Die besten Schweitzer Trails im Winter, Teil 1

Die besten Schweitzer Trails im Winter, Teil 1 Jan 4, 2021

Die besten Schweitzer Trails im Winter, Teil 1

Der Winter ist nicht unbedingt ein Hindernis für Mountainbiker. Selbst in der kalten Jahreszeit finden sich einige Abfahren, die nicht von Schnee bedeckt sind und tolle Abfahren ermöglichen. Dazu benötigt es nicht immer eine warme Schneekleidung. Mit ein wenig Glück können Mountainbiker im Winter menschenleere Trails in ungewohnter Umgebung genießen. Schließlich bietet die Landschaft dann ungewohnte Ein- und Ausblicke.

Wo im Frühling und im Sommer das Grün überwiegt, zeigt sich in der kalten Jahreszeit eine karge Vegetation. Die richtigen Routen findet man auf den Karten, für eine Überprüfung der Lage empfiehlt sich ein Blick auf eine der zahlreichen Webcams. Damit der Trail auch im Winter zum Vergnügen wird, gilt es einige Tipps zu beachten.
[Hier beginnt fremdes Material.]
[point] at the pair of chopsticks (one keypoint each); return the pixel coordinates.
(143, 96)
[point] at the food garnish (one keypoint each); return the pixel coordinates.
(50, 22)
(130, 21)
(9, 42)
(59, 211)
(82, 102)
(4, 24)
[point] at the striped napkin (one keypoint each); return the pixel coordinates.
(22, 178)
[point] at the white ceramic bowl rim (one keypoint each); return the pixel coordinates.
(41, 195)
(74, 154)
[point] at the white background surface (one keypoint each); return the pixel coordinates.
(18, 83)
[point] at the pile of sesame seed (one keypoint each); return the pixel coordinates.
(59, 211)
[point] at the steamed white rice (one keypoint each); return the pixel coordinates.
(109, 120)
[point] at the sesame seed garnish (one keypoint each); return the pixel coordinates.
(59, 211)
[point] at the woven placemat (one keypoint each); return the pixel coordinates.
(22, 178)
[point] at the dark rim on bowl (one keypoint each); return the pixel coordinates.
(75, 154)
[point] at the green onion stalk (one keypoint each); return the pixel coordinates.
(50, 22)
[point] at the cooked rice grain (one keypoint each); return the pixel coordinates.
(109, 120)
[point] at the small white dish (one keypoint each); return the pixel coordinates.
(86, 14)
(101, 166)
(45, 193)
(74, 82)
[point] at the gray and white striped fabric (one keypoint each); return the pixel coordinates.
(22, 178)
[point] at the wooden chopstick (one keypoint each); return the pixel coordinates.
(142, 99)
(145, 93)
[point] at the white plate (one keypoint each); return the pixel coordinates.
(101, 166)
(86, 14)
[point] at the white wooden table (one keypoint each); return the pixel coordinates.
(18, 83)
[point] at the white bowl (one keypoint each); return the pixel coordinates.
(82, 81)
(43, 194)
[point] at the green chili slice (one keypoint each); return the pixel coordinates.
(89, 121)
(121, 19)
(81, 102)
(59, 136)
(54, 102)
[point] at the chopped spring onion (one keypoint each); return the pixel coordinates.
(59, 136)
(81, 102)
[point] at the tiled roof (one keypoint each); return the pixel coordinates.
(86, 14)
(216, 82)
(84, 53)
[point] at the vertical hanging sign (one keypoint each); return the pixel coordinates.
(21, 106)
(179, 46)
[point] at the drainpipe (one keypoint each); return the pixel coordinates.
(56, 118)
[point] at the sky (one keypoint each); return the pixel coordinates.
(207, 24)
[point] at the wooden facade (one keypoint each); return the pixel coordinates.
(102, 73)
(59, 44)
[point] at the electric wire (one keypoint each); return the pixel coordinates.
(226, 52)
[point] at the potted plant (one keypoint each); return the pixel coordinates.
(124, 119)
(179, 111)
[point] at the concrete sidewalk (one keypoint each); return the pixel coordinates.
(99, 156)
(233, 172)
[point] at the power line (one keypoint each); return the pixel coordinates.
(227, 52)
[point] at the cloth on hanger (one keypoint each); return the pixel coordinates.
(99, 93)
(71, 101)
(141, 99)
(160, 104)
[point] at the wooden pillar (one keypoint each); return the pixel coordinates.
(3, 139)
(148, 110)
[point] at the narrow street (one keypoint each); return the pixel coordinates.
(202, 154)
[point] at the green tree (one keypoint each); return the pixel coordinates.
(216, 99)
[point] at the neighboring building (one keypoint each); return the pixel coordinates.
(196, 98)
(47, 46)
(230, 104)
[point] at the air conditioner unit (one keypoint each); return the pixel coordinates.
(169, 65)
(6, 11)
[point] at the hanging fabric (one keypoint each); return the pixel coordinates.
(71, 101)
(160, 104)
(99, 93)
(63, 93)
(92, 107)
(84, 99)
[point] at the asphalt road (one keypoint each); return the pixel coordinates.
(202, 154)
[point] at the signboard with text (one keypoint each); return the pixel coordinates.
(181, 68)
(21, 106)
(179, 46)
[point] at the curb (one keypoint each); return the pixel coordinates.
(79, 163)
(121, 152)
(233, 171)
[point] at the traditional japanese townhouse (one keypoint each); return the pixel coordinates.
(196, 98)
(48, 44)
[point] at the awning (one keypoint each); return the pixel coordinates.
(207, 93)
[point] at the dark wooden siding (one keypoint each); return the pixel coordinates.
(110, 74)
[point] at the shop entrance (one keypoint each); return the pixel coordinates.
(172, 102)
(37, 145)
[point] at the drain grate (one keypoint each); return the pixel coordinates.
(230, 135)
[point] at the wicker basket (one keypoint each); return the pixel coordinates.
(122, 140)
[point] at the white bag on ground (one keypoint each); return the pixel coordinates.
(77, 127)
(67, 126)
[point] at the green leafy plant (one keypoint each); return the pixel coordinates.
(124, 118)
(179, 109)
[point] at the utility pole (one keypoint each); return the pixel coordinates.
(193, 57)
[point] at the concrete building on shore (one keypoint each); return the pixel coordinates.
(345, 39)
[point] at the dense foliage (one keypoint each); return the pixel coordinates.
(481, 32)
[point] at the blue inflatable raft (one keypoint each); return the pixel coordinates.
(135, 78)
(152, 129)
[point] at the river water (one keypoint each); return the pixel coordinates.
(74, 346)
Die Wetterbedingungen erfordern Vorsorge

Natürlich bleibt der Schnee in sonnigen Abhängen deutlich kürzer liegen, als im Schatten. Das können Mountainbiker für sich nutzen. Dort trocknet die Strecke schneller auf und ist damit wieder einsatzbereit. Die Kälte macht den Fahrern natürlich auch dann immer noch zu schaffen. Doch auch hier gibt es ein gutes Gegenmittel. Der Trail sollte so ausgesucht werden, dass er nicht nur aus einer einzigen Abfahrt, sondern aus zahlreichen Anstiegen und Abfahrten besteht. Das stellt sicher, dass man sich zwischendurch aufgrund der Anstrengung immer wieder aufwärmen kann. Natürlich befreit einen das nicht von der richtigen Kleidung.

Diese sollte immer entsprechend verfügbar sein. Das Zwiebelprinzip ist hier so wichtig, wie nie zuvor. Eine Kleidungsschicht über der nächsten getragen, macht flexibel. So kann man bei starken Anstiegen Kleidung ausziehen und bei den Abfahrten wieder anziehen. Sicherheit ist nicht nur bei der Kleidung, sondern generell ein Thema. Im Winter wird es schneller dunkel, entsprechen müssen Mountainbiker vorsorgen. Stirnlampen machen die Nacht zum Tag und Helfen in der Dämmerung den richtigen Weg zu finden. In der Schweiz finden sich zahlreiche winterfeste Trails, die Mountainbikern auch in der kalten Jahreszeit erlauben, ihren Hobbys zu frönen. Die folgenden Trails sind sehr zu empfehlen.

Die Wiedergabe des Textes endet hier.